Maryland's first new airport in 20 years opened yesterday in Anne Arundel County.

Tipton Airport, halfway between Washington and Baltimore, was inaugurated in a ceremony attended by 150 people and a host of elected officials. The event completed a 10-year effort to convert what was once a busy Army airfield on the grounds of Fort George G. Meade to a public airport operated by the county.

"We are finding new uses for our facilities in the new economy," said Sen. Barbara A. Mikulski (D), who worked with local and federal officials to clean up the 366-acre site and transfer ownership from the Defense Department to the county.

Mikulski, along with Sen. Paul S. Sarbanes (D), Rep. Wayne T. Gilchrest (R) and county officeholders, signed documents deleting the airport property from the Environmental Protection Agency's Superfund National Priority List. Over the past 15 months, work crews have had to remove unexploded ordnance from the property, left over from when the Army used the area as a firing range.

After the Fort Meade color guard marched past, small planes began buzzing down the 3,000-foot-long runway.

County Executive Janet S. Owens (D) predicted that the airport would be "an economic boon to Anne Arundel County," attracting business executives and recreational pilots to the area.

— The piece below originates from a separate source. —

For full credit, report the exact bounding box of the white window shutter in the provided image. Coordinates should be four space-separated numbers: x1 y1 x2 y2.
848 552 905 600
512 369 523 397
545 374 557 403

"There is huge pent-up demand," said John Pilkins, a member of the Tipton Airport Authority. "I keep my plane at BWI and I've been on a waiting list for a hangar for eight years."

John Buck, airport services officer at the Maryland Aviation Administration, agreed that Tipton had "a lot of potential" to attract air traffic. There are 36 public airports in the state, he said, down from 39 in the mid-1980s. Before Tipton, the last airport to open in the state was the Carroll County Airport in 1979, he said.

"The physical plant is superb," said Bob Cadwalader, who attended the ceremony. He operates Baltimore Aviation Ltd., a flight school based at Baltimore-Washington International Airport, and said he would like to expand his operations by leasing space in one of the four large unoccupied hangars on the Tipton grounds.

"There's a lot of people who want to come here for the location and the size," he said.

Tipton Manager Michael A. Wassel, a former deputy manager at Reagan National Airport, plans to install fueling facilities by the end of the month. A new runway lighting system should be in place by spring, he said.

But Wassel said other improvements, such as renovating the hangars and attracting an aviation maintenance company, might take longer.

"It's not going to happen overnight," he said.

The Tipton Airport Authority has received $315,000 from the county in the past two fiscal years to pay for improvements, according to Pilkins. The airport, which is currently open to aircraft during daylight hours, is expected to become economically self-sufficient in several years.

The airport is named for William D. Tipton, a highly decorated pilot from Baltimore who flew combat missions in both world wars.

CAPTION: Arthur Ray, left, deputy secretary of the Maryland Department of the Environment, and Sens. Barbara Mikulski and Paul Sarbanes sign certificate removing Tipton Airport from Superfund site list.